We should be skeptical of the purpose of the announcement. In all likelihood, this is Trump’s attempt to save face after his decision to add his name to the performing arts center has elicited unrelenting, humiliating backlash.
Trump has conveniently put an end to the growing tally of boycotting artists.
The Kennedy Center was named a “living memorial” to President John. F. Kennedy by Congress after his assassination, and for decades, it has enjoyed a reputation as an august performing arts institution above the fray of partisan politics. But it has been in a tailspin ever since Trump stacked its board with loyalists, attempted to alter its programming based on political preferences and narcissistically added his name into the title of the center, deeming it “The Donald J. Trump and The John F. Kennedy Memorial Center for the Performing Arts.”

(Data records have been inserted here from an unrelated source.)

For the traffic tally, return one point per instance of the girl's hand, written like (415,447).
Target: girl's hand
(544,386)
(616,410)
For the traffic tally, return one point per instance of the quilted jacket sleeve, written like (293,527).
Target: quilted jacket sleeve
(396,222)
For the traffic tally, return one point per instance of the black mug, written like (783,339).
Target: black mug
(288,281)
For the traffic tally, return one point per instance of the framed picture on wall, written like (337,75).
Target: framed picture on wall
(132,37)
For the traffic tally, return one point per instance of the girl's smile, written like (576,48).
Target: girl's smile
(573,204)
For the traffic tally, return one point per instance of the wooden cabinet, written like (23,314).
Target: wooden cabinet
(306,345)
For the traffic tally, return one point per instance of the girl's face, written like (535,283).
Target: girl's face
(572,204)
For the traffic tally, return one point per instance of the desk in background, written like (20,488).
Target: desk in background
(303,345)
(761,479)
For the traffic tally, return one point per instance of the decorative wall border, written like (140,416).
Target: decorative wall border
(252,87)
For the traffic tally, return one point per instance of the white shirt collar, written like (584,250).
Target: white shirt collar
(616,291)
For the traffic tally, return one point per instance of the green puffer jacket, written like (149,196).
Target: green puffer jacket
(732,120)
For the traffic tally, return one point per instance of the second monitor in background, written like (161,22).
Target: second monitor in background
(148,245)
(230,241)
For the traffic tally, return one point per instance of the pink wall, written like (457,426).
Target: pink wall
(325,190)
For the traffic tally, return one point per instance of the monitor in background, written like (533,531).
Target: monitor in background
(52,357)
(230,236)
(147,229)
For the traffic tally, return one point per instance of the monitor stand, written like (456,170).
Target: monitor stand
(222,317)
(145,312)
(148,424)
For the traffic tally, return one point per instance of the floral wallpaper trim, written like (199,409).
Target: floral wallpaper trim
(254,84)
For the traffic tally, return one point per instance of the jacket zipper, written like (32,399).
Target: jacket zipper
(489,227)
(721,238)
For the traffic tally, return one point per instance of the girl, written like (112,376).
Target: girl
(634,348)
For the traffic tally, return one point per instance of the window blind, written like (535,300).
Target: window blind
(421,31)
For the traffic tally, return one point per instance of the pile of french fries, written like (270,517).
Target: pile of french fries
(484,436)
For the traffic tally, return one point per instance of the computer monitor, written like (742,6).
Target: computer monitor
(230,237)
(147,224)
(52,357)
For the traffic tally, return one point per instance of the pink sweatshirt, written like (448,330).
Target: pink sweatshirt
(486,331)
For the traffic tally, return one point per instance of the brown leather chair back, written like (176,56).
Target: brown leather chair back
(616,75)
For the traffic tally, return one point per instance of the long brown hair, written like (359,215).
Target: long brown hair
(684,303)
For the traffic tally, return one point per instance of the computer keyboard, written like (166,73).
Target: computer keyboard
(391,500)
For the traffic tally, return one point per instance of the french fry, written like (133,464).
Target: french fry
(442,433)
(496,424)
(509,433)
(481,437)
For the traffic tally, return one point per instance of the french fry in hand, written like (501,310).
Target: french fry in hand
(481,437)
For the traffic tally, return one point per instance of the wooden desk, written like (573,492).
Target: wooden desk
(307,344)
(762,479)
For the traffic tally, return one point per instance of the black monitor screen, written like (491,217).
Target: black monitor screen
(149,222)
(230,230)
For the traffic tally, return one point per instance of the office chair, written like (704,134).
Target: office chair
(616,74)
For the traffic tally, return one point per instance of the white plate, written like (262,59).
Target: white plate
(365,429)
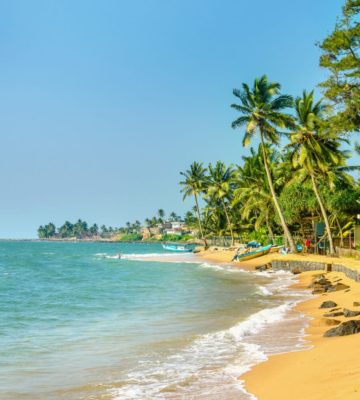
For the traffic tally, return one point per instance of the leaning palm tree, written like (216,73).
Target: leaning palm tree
(219,188)
(252,190)
(194,184)
(315,153)
(261,108)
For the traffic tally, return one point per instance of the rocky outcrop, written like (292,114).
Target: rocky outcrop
(334,314)
(331,322)
(349,313)
(328,304)
(345,328)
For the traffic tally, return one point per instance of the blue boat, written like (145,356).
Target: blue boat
(180,248)
(257,252)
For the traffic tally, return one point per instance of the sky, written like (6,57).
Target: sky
(103,103)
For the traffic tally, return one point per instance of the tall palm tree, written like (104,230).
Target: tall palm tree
(148,224)
(315,153)
(173,216)
(219,187)
(194,184)
(261,108)
(161,214)
(252,190)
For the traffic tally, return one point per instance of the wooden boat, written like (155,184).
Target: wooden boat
(260,251)
(180,248)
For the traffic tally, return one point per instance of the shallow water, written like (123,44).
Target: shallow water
(78,323)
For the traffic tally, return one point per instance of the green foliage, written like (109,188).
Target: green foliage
(261,235)
(297,201)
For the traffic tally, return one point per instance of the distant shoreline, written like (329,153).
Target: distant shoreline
(336,369)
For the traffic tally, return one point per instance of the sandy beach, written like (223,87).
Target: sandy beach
(330,369)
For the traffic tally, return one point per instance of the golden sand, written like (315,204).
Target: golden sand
(331,368)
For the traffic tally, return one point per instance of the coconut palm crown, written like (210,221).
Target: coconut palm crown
(261,113)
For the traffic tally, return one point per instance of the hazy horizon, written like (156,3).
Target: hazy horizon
(105,103)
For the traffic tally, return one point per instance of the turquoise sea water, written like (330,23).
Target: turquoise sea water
(78,323)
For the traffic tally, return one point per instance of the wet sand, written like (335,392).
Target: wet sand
(330,369)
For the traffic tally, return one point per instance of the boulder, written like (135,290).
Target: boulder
(350,313)
(335,314)
(345,328)
(330,321)
(328,304)
(337,287)
(322,281)
(318,291)
(296,271)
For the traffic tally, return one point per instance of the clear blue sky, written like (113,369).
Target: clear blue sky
(104,102)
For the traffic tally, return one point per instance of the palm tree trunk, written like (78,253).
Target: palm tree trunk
(323,212)
(276,203)
(229,223)
(340,232)
(268,225)
(199,220)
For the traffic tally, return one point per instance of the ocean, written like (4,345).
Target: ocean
(77,322)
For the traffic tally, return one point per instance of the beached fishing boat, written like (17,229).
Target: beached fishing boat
(248,255)
(180,248)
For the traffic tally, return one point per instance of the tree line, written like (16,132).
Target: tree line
(82,230)
(300,171)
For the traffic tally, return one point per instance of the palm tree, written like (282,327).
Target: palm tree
(261,108)
(148,224)
(252,190)
(315,153)
(194,184)
(219,188)
(161,214)
(173,216)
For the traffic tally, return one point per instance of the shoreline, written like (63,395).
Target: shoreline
(329,366)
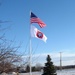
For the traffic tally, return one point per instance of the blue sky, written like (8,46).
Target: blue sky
(59,17)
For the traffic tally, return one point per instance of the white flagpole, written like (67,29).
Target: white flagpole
(30,48)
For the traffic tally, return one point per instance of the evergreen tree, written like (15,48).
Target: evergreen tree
(49,68)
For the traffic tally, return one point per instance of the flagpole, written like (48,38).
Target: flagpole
(30,48)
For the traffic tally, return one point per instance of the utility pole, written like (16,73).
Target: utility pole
(60,60)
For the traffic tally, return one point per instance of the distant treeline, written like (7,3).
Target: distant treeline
(65,67)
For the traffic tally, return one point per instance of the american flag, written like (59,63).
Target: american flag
(35,19)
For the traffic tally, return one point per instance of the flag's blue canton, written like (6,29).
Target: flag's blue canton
(33,15)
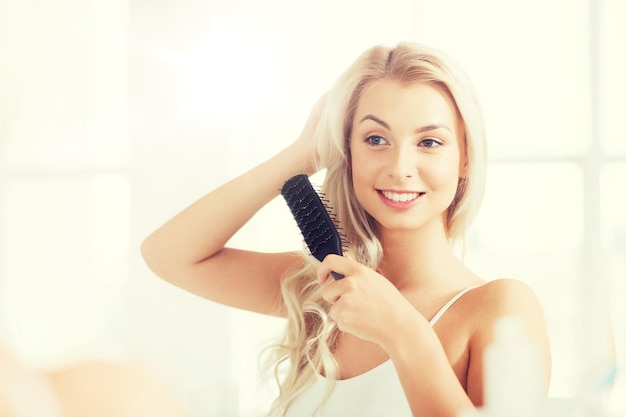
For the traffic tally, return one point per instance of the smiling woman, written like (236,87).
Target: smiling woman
(409,159)
(400,121)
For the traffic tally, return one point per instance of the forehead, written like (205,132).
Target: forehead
(419,103)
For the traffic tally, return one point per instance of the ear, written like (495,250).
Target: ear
(463,167)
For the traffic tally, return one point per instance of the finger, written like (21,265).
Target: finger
(336,265)
(334,290)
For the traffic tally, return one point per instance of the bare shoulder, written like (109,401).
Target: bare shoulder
(492,301)
(506,296)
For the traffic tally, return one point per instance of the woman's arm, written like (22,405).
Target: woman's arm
(189,251)
(427,376)
(368,306)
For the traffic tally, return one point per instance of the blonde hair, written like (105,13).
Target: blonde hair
(307,345)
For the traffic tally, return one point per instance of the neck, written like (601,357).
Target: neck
(418,258)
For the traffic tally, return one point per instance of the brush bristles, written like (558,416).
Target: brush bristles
(314,216)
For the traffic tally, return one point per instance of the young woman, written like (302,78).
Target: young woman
(401,138)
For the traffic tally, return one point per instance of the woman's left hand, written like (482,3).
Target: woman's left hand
(364,303)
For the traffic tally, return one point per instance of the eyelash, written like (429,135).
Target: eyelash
(433,142)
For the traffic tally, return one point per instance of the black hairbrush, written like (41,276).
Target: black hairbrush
(315,222)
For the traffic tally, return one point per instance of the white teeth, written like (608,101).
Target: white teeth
(400,197)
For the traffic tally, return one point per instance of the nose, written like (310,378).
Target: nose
(403,163)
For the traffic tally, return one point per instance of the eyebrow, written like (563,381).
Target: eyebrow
(420,129)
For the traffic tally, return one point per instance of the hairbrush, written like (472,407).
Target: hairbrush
(315,222)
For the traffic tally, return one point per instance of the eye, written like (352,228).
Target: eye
(430,143)
(376,140)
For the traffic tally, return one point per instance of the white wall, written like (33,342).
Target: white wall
(115,115)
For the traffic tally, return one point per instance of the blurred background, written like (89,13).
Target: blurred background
(116,114)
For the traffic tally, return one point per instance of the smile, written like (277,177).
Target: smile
(400,197)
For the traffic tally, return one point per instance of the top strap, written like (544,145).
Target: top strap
(453,300)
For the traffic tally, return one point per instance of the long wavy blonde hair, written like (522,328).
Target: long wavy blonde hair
(307,346)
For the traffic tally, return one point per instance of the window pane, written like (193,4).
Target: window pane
(612,76)
(530,228)
(530,66)
(614,232)
(64,260)
(64,86)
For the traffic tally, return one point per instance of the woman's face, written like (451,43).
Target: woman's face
(407,153)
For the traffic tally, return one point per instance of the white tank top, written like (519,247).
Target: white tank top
(375,393)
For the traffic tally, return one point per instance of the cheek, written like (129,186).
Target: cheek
(444,174)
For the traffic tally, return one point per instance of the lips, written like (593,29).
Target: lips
(400,197)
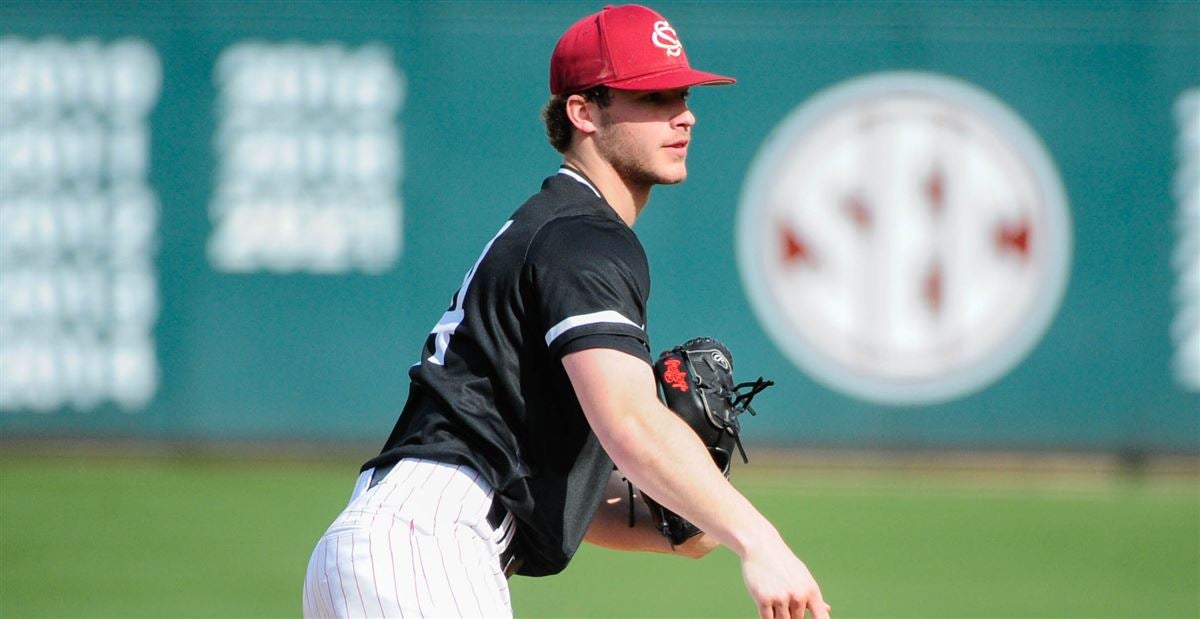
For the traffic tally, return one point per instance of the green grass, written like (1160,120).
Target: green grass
(183,538)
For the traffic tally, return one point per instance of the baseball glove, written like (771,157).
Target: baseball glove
(696,379)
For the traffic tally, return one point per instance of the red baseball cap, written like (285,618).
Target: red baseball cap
(624,47)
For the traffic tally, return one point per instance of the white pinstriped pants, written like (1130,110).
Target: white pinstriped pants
(417,545)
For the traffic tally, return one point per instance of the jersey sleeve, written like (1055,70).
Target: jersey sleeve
(589,283)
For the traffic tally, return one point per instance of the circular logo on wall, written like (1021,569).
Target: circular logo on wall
(904,238)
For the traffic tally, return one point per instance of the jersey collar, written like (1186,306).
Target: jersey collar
(567,170)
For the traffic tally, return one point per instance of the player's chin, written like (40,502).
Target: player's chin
(673,174)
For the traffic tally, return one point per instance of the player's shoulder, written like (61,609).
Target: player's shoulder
(586,235)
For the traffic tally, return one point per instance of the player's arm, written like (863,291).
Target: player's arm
(664,457)
(611,529)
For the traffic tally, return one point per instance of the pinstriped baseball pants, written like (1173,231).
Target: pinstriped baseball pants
(415,545)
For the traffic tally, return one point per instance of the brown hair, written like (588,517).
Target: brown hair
(558,127)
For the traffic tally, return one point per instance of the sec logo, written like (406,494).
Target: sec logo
(904,238)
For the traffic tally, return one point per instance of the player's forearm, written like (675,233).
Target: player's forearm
(658,451)
(665,458)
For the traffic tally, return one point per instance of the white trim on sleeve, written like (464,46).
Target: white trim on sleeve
(606,316)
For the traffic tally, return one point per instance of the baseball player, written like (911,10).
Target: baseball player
(538,380)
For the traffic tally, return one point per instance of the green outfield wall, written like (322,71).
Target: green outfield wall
(934,224)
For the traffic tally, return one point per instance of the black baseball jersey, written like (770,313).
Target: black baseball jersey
(564,274)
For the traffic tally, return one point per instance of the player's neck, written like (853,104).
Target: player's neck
(628,199)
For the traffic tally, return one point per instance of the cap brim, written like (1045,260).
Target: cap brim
(671,79)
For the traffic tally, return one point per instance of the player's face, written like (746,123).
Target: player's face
(645,136)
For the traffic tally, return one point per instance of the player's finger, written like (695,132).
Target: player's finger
(820,610)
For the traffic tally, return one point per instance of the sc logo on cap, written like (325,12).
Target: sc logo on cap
(666,37)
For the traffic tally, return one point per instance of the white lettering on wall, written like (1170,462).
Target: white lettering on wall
(78,224)
(309,160)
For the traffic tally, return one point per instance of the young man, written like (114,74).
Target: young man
(538,378)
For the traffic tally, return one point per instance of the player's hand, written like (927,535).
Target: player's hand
(781,584)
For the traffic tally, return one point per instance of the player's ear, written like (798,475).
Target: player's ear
(582,113)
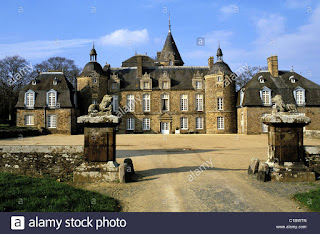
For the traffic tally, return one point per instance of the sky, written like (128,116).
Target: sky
(248,31)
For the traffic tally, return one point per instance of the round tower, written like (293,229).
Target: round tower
(220,98)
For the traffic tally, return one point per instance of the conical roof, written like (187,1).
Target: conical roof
(169,49)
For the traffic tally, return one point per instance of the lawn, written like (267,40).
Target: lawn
(25,194)
(310,199)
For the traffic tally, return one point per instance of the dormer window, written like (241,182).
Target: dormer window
(55,81)
(261,80)
(52,98)
(198,85)
(241,96)
(265,95)
(292,79)
(29,99)
(299,96)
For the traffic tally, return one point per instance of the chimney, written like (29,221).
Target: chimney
(210,62)
(273,65)
(139,66)
(158,55)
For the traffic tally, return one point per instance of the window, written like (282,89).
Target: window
(146,85)
(198,85)
(29,120)
(184,123)
(165,102)
(130,103)
(130,124)
(220,123)
(184,102)
(292,79)
(114,85)
(265,95)
(52,98)
(199,123)
(199,102)
(115,103)
(220,104)
(264,126)
(241,96)
(299,95)
(261,80)
(52,121)
(165,84)
(146,124)
(146,102)
(55,81)
(29,99)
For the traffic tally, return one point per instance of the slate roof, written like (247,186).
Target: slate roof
(181,77)
(280,85)
(220,66)
(170,48)
(146,61)
(64,89)
(90,67)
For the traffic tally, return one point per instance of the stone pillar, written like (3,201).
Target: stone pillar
(100,142)
(285,149)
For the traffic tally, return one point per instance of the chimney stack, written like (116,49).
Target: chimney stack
(273,65)
(210,62)
(139,66)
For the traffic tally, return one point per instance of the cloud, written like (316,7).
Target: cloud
(229,10)
(125,38)
(41,48)
(297,3)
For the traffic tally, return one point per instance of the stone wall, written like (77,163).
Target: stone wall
(36,160)
(156,115)
(253,124)
(66,119)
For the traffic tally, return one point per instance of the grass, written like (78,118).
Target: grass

Top officials have quit. Attendance at the National Symphony Orchestra, which performs up to 150 times a year at the center, is reportedly down 50% compared to last year. And perhaps most significantly, one artist after another has canceled their agreed-upon performances there in protest to Trump’s attempt to commandeer the institution.
Last week, the prominent composer Philip Glass canceled the Kennedy Center debut of a long-awaited symphony he wrote honoring Abraham Lincoln. “Symphony No. 15 is a portrait of Abraham Lincoln, and the values of Kennedy Center today are in direct conflict with the message of the symphony,” he wrote in a letter asking the National Symphony Orchestra to not play his new work.